Film poster - fair use |
The other film I saw this week was a much older one, Stanley Kubrick’s classic 2001: A Space Odyssey. I have seen this many times - in fact, I first saw it in my school’s General Purpose Room when it first came out. In those days you could rent a movie on film, if you had a projector and someone who could use it.
Not the same, of course. The Astor Theatre, a 1930s cinema in my area, has what I believe is the largest screen in Melbourne and we fans got to see it in its 70mm glory. They had an intermission and all! It’s one of those special movies that is shown there once a year.

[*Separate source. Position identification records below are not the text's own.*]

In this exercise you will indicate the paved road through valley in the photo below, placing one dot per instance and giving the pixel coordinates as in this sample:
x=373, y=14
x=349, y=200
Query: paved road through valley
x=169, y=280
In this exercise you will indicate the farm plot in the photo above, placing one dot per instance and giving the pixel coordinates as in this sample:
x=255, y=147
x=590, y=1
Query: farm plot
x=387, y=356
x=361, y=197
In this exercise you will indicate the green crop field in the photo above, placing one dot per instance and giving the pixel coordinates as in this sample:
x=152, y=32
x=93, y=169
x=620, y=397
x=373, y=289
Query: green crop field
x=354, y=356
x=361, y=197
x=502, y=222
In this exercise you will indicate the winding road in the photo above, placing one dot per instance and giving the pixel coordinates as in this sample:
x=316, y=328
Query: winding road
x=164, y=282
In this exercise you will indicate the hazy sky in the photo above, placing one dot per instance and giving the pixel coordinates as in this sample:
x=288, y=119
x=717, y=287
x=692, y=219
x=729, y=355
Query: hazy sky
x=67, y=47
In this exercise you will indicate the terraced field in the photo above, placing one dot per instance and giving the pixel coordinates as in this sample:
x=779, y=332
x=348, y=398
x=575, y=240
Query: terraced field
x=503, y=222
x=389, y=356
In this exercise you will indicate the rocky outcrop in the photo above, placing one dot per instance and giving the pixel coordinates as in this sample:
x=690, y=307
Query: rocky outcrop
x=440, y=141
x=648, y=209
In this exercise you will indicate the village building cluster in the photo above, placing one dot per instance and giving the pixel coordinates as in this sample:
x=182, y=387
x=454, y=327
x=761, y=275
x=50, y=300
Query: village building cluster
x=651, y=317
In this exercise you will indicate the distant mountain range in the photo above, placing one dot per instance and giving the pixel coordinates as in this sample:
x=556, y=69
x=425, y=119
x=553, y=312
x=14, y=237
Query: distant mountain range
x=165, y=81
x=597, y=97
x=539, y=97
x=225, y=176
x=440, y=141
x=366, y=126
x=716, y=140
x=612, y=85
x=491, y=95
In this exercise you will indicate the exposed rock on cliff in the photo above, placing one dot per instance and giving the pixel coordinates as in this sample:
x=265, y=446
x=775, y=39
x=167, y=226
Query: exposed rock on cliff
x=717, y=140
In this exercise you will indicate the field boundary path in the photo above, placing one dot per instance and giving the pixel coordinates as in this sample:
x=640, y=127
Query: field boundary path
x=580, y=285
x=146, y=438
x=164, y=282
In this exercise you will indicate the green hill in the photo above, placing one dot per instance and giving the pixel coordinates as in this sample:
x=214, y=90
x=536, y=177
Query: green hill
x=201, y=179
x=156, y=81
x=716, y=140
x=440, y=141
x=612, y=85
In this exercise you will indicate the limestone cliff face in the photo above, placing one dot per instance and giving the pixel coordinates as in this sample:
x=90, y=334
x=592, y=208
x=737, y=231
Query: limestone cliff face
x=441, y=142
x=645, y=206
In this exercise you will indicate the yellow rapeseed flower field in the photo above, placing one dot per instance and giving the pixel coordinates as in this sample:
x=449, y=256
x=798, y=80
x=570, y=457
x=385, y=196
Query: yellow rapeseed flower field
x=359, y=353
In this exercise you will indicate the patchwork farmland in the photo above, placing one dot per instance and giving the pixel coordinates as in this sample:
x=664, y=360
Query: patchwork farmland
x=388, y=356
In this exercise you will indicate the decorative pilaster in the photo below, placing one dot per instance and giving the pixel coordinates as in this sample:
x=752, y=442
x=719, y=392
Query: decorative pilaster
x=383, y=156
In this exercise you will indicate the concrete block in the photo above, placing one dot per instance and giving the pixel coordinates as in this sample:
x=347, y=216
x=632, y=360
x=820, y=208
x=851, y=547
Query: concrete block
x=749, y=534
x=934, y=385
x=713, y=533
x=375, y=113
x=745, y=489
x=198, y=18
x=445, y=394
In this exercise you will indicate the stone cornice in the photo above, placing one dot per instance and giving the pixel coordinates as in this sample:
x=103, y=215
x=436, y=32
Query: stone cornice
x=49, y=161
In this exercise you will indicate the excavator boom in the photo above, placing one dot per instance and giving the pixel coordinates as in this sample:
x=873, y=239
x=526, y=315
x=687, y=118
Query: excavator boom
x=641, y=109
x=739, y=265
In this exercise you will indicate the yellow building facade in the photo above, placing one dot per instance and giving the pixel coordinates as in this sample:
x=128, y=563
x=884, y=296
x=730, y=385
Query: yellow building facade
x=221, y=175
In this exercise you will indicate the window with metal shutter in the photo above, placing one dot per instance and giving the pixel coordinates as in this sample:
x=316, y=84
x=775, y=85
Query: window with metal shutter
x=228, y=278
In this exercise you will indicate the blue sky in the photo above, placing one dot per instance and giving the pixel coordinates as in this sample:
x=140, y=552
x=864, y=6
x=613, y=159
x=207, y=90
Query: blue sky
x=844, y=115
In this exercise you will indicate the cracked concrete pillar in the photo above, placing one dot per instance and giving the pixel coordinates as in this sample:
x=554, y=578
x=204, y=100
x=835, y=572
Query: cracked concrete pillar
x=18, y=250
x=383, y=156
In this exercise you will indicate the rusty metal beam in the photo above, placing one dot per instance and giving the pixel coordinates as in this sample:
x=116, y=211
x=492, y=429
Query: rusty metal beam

It’s inspired by - again, not really based on - a short story by Arthur C Clarke, “The Sentinel.” In it, astronauts get to the moon and discover an artefact humans certainly didn’t make. When touched, it goes off, sending a signal. They figure it must be to a distant civilisation, to let them know humans have left their planet. The question then is… what next? Do they have benign intentions towards us or is it to warn them humans might be headed their way? Nobody knows.

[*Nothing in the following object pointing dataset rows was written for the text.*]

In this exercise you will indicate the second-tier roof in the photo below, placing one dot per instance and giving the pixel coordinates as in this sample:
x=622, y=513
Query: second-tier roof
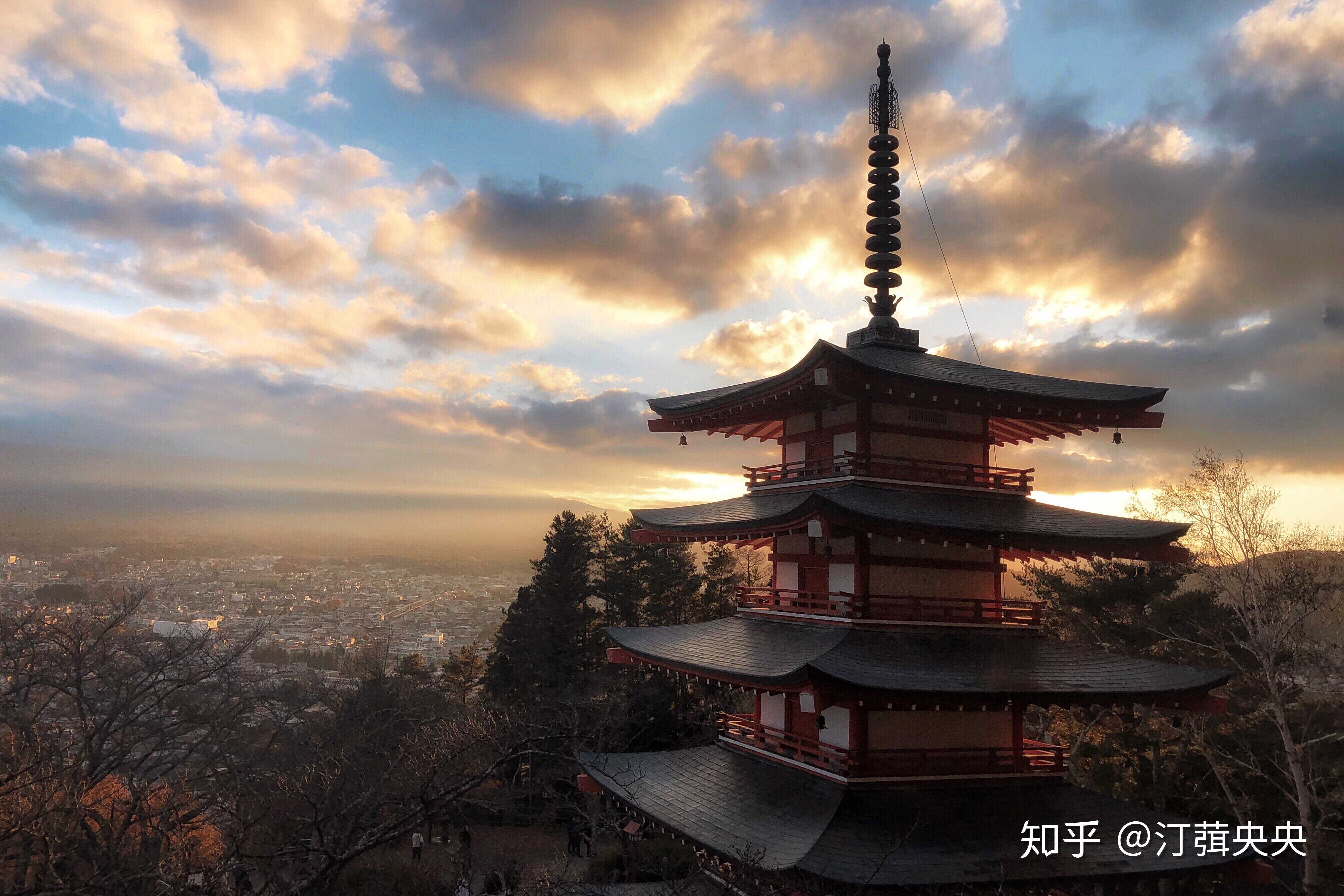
x=931, y=665
x=982, y=519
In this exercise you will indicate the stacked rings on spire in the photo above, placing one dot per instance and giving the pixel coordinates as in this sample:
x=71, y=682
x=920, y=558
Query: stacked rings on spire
x=882, y=213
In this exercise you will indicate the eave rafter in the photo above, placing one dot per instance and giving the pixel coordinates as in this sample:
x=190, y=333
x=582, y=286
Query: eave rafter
x=1013, y=546
x=1013, y=418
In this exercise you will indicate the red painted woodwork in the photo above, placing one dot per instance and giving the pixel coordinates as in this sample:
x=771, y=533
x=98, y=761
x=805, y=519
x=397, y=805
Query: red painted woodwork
x=882, y=608
x=884, y=467
x=1034, y=757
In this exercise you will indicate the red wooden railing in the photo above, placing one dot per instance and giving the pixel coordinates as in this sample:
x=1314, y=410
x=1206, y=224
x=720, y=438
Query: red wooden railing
x=882, y=467
x=1035, y=757
x=888, y=608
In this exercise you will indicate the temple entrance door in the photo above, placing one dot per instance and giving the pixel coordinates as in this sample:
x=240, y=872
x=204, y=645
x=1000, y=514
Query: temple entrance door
x=816, y=579
x=819, y=453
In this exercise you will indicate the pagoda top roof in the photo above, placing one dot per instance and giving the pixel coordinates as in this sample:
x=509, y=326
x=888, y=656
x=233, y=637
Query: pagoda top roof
x=917, y=366
x=780, y=819
x=967, y=665
x=994, y=520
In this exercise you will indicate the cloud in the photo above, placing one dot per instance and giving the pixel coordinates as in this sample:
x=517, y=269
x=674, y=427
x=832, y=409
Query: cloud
x=1289, y=43
x=546, y=378
x=125, y=53
x=448, y=378
x=404, y=77
x=193, y=223
x=326, y=100
x=754, y=347
x=592, y=60
x=257, y=45
x=1268, y=391
x=103, y=391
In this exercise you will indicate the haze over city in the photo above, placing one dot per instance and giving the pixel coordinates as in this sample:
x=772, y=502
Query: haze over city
x=398, y=277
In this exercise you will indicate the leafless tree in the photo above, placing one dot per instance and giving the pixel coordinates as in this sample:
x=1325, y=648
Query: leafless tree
x=1279, y=594
x=108, y=741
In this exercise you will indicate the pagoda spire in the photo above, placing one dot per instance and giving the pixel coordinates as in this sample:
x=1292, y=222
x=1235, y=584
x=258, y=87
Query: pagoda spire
x=884, y=209
x=884, y=193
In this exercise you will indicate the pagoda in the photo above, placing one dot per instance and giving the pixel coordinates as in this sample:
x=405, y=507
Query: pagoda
x=889, y=672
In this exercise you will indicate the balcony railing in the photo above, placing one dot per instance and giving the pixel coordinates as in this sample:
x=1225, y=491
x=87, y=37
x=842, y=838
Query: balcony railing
x=1035, y=757
x=881, y=467
x=889, y=608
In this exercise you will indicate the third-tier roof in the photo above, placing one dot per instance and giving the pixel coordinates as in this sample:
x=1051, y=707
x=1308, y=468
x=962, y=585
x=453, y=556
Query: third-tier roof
x=951, y=665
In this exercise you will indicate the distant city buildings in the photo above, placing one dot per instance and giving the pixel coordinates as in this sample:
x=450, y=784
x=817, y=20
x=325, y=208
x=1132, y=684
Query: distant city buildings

The film is a piece of art that doesn’t need to be asking the questions of the story. The Monolith turns up at “the dawn of man” and inspires a prehistoric ape-like creature to pick up a bone and use it to kill a wild boar for food, then fight off a rival clan for a waterhole. It turns up again centuries later on the moon, for different reasons. The bone flung triumphantly into the air by an ancestor appears to turn into a spaceship travelling to a space station to the tune of the Blue Danube waltz. The spaceship is Pan Am, complete with flight attendants and pilots who aren’t astronauts.

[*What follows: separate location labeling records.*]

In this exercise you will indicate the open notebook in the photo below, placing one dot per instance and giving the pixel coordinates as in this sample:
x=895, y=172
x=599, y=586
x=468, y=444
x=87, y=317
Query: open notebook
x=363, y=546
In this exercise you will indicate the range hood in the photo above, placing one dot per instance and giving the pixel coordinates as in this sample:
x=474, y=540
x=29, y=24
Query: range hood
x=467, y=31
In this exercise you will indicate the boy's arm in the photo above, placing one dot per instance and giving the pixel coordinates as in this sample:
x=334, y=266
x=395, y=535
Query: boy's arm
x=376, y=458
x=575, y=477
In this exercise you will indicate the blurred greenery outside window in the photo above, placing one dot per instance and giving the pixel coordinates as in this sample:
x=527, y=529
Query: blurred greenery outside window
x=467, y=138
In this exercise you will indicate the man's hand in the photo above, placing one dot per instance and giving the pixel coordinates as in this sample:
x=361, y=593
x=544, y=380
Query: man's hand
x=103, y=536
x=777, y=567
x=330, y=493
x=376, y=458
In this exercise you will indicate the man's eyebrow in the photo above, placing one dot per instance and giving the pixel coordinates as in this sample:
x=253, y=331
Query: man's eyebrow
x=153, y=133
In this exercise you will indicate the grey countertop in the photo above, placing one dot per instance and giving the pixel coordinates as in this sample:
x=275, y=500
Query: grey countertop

And the ending? I have no idea what it’s about, even after many viewings, but that’s okay, neither did Arthur C Clarke, according to an interview. I did see the sequel, 2010, in which much is explained and we find out that poor Hal 9000 was not at fault for his part in that ending. And I enjoyed that, but this one is the classic.
If you haven’t seen the film on the big screen, keep an eye out, it’s well worth it!
I wish all of you a great 2023. To be honest, for me, 2022 can get in the bin! Fingers crossed for this year and I hope I write many more posts than last year.
Happy New Year, Sue! I'll keep my eyes peeled for that Richard III movie. It sounds good!
ReplyDeleteThanks, Debra, happy New Year to you too. Yes, do see it if you can, a delightful film.
ReplyDeleteI recently saw 2001 again for about the fourth time.
ReplyDelete"In a 1980 interview that remained obscure until being rediscovered in 2018, Kubrick explained the intent of the film's ending. God-like beings of "pure energy and intelligence" place the astronaut in a human zoo, where he passes his entire life with "no sense of time".
And as he is dying, there's another monolith at the end of his bed. Could this suggest that the journey is not yet over?